Le 1 août 2014 à 14:41, Philipp Janda <siffiejoe@gmx.net> a écrit :
>>>> And btw testing the '__len' and '__index' metamethods in function 'luaB_ipairs' has an almost null performance cost and gives you additional flexibility, so what would it bring to restrict this test to the '__len' metamethod, as Philipp Janda proposed? :-)
>>>
>>> It's useless code that causes one extra case of undefined behavior, so why keep it? And what's the additional flexibility?
>>
>> The additional flexibility is to allow you to freely define the values you want to return for table[i] and to keep it consistent between direct accesses like << a = my_table[i] >> and for loops like << for i, v in ipairs(my_table) >>, even if you don't redefine __len
>
> As I argue above, you can't. `__index` without `__len` is either superfluous ( `__index` never gets called) or highly unpredictable (undefined behavior, could stop in mid-loop in current Lua implementation).

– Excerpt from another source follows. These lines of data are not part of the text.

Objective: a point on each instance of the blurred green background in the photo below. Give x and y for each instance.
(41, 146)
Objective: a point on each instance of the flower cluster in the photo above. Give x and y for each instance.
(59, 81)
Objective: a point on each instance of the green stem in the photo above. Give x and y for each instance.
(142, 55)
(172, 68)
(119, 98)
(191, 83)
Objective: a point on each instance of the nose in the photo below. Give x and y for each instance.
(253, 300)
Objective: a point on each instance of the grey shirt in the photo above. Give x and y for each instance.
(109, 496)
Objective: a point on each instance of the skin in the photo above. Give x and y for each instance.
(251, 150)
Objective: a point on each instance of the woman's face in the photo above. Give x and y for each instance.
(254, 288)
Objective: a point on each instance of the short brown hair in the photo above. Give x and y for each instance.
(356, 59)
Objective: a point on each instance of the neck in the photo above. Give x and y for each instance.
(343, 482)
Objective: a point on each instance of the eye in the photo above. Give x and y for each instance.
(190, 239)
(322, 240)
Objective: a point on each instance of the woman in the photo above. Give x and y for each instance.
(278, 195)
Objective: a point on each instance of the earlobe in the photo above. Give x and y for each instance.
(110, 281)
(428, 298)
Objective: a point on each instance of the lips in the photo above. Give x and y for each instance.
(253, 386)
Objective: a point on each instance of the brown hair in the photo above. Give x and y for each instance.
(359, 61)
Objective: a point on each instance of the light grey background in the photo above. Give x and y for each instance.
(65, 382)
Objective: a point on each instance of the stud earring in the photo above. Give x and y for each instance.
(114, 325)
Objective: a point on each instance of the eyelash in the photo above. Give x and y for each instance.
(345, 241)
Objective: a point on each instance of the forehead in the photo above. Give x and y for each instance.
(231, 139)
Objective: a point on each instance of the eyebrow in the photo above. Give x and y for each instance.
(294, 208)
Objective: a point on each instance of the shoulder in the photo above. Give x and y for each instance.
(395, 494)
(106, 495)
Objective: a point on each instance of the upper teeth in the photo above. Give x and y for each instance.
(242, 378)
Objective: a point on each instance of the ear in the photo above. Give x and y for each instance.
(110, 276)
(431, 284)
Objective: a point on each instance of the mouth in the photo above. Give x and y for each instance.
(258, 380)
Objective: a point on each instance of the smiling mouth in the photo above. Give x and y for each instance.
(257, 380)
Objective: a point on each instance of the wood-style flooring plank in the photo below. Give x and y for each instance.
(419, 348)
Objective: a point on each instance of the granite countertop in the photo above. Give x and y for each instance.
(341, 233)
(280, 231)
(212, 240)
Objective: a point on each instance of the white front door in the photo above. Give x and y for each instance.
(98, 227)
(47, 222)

Can you elaborate on this? I really can not get your point here...
It looks to me that `__index` without `__len` would be appropriate in the case of an indirection-typed data structure, where the value returned by __index is based on the raw value stored in the table and preserves the nil table entries. Which is not an uncommon pattern.